When training deep neural networks, choosing the right optimizer can make the difference between fast, stable convergence and hours of frustration. One of the most widely used algorithms is Adam (Adaptive Moment Estimation), introduced by Diederik P. Kingma and Jimmy Ba in 2014. Adam has become the default optimizer in many frameworks (PyTorch, TensorFlow, JAX) and is still at the heart of cutting-edge models like transformers.
The Idea Behind Adam
Adam combines two key ideas from earlier optimizers:
Momentum Momentum smooths the path of gradient descent by keeping a moving average of past gradients. If the slope keeps pointing in the same direction, the update accelerates (like a ball picking up speed as it rolls downhill). This reduces jitter and helps escape shallow valleys.
Adaptive step sizes (RMS scaling) Inspired by RMSProp, Adam keeps track of the average magnitude of past squared gradients. This lets it scale the learning rate per parameter:
- Large gradients → smaller step size (be cautious).
- Small gradients → larger step size (be bold).
By combining these two, Adam adapts both direction (via momentum) and step size (via RMS scaling) dynamically.
The Update Rule
At each step $t$, given the gradient $g_t$:
$$ m_t = \beta_1 m_{t-1} + (1-\beta_1) g_t $$
$$ v_t = \beta_2 v_{t-1} + (1-\beta_2) g_t^2 $$
Bias corrections (important for the early steps):
$$ \hat{m}_t = \frac{m_t}{1-\beta_1^t}, \quad \hat{v}_t = \frac{v_t}{1-\beta_2^t} $$
Parameter update:
$$ \theta_{t+1} = \theta_t - \alpha \frac{\hat{m}_t}{\sqrt{\hat{v}_t} + \varepsilon} $$
Defaults: $\alpha = 0.001, \beta_1 = 0.9, \beta_2 = 0.999, \varepsilon = 10^{-8}$.
Intuition Recap
- Momentum ($m_t$): If gradients keep pointing in the same direction, accelerate.

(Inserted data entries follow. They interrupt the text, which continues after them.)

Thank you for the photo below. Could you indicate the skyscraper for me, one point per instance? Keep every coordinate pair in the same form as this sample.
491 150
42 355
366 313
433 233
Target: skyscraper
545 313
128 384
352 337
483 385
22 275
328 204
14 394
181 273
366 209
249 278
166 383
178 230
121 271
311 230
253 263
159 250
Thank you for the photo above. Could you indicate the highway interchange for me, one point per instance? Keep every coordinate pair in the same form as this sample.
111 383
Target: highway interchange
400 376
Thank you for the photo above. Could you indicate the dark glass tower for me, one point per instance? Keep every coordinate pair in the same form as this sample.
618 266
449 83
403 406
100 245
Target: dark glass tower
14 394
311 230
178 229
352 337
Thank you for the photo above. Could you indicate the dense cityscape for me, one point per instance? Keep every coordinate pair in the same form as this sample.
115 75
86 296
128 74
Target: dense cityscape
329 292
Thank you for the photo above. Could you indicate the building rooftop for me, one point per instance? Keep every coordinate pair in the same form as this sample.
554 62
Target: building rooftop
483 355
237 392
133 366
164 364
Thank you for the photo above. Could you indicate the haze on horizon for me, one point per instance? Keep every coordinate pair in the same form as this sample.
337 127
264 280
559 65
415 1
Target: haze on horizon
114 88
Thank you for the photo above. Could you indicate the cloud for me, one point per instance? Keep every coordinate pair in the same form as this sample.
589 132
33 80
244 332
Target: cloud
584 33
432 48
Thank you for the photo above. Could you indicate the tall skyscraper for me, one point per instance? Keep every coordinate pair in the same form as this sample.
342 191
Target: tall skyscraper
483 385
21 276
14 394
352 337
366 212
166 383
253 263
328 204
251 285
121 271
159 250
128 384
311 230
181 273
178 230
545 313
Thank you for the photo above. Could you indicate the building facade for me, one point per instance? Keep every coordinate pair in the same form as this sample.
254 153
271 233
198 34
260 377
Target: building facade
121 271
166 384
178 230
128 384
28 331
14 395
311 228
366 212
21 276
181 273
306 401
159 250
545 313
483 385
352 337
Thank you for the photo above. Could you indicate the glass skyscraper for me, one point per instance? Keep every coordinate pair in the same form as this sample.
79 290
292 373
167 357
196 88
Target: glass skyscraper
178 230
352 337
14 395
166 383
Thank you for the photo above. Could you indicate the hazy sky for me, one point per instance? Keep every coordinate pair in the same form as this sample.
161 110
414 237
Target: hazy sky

- RMS scaling ($v_t$): If gradients have been large, slow down; if they’ve been small, speed up.
- Bias correction: Prevents the early averages (which start at zero) from underestimating the true signal.
Adam vs. SDG
Let’s compare Adam with stochastic gradient descent (SDG). The 3D plot shows the Rosenbrock function’s characteristic banana-shaped valley as a surface. The optimization trajectories are overlaid above the surface for clarity. The Adam optimizer (red) quickly moves along the valley and reaches the minimum first, demonstrating its fast convergence in this setup. The SGD optimizer (green) progresses more gradually, following a smoother path toward the minimum but taking longer to converge.
See my Github for the Code.
Limitations of Adam
Adam isn’t perfect:
Generalization gap On tasks like image classification, Adam often converges faster than SGD but to sharper minima, leading to worse test accuracy.
Non-convergence in theory The original Adam can fail to converge in certain convex problems. Variants like AMSGrad fix this.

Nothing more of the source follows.